From: "Ævar Arnfjörð Bjarmason" <email@example.com>
To: Junio C Hamano <firstname.lastname@example.org>
Cc: email@example.com, Emily Shaffer <firstname.lastname@example.org>,
Eric Sunshine <email@example.com>,
Felipe Contreras <firstname.lastname@example.org>,
Taylor Blau <email@example.com>,
Michael Strawbridge <firstname.lastname@example.org>,
Phillip Wood <email@example.com>
Subject: Re: [PATCH v2 5/5] hook: support a --to-stdin=<path> option
Date: Thu, 09 Feb 2023 02:56:24 +0100 [thread overview]
Message-ID: <firstname.lastname@example.org> (raw)
On Wed, Feb 08 2023, Junio C Hamano wrote:
> Ævar Arnfjörð Bjarmason <email@example.com> writes:
>> From: Emily Shaffer <firstname.lastname@example.org>
>> Expose the "path_to_stdin" API added in the preceding commit in the
>> "git hook run" command.
>> For now we won't be using this command interface outside of the tests,
>> but exposing this functionality makes it easier to test the hook
>> API. The plan is to use this to extend the "sendemail-validate"

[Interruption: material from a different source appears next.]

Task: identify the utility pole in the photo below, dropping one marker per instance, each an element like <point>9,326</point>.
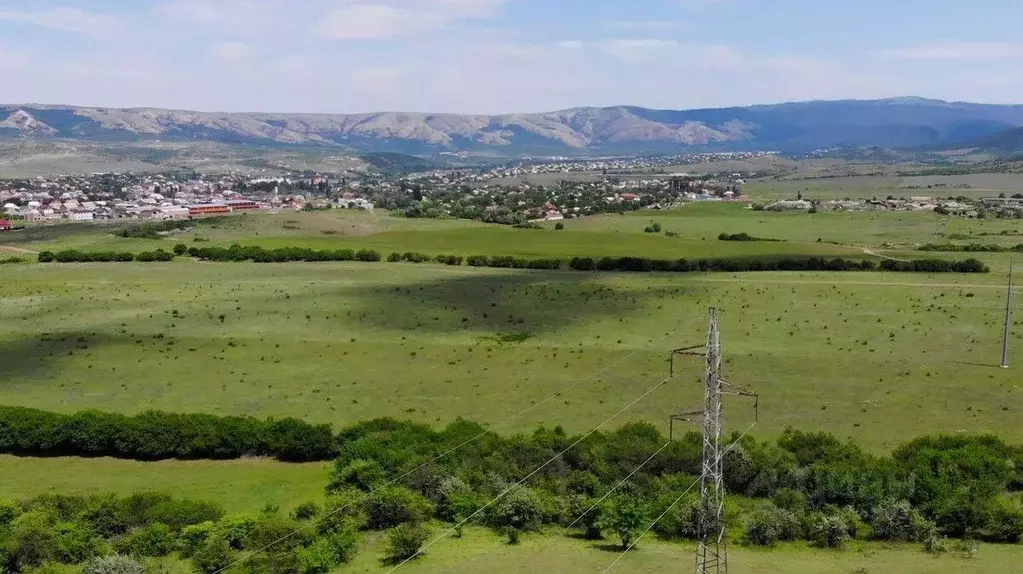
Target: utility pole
<point>1009,307</point>
<point>712,554</point>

> What does it take to tackle the obvious leftover bits of [4/5]? Use
> tempfile API to allocate a temporary file, slurp the input and close
> it, and then use the "path_to_stdin" feature to spawn the hook?
You did ask for it :)
The below is something I wrote for the end of the initial v2 CL, but
then decided it was way too long and dropped it.
The tl;dr is that no, that would be the shortest way forward, and
arguably what we should do now.
But those hooks currently print straight to the pipe, so having the API
force them to use a tempfile would suck.
But since this is all going for supporting N hooks in parallel the next
step requires an API that's future-proofing the feeding of the same
content to multiple hooks.
So, without further adieu, that dropped part of the v2 CL:
The rest of this is a large digression about the future API design of
this topic, please don't read ahead unless you're very curious about
that (mainly I wanted to brain-dump this somewhere).
I considered expanding this series to include the rest of the
remaining "post-rewrite" hook in sequencer.c, but as that needs at
least a couple of prep patches to expand the API I've left it out for
The main reason I didn't include (aside from the "let's start small"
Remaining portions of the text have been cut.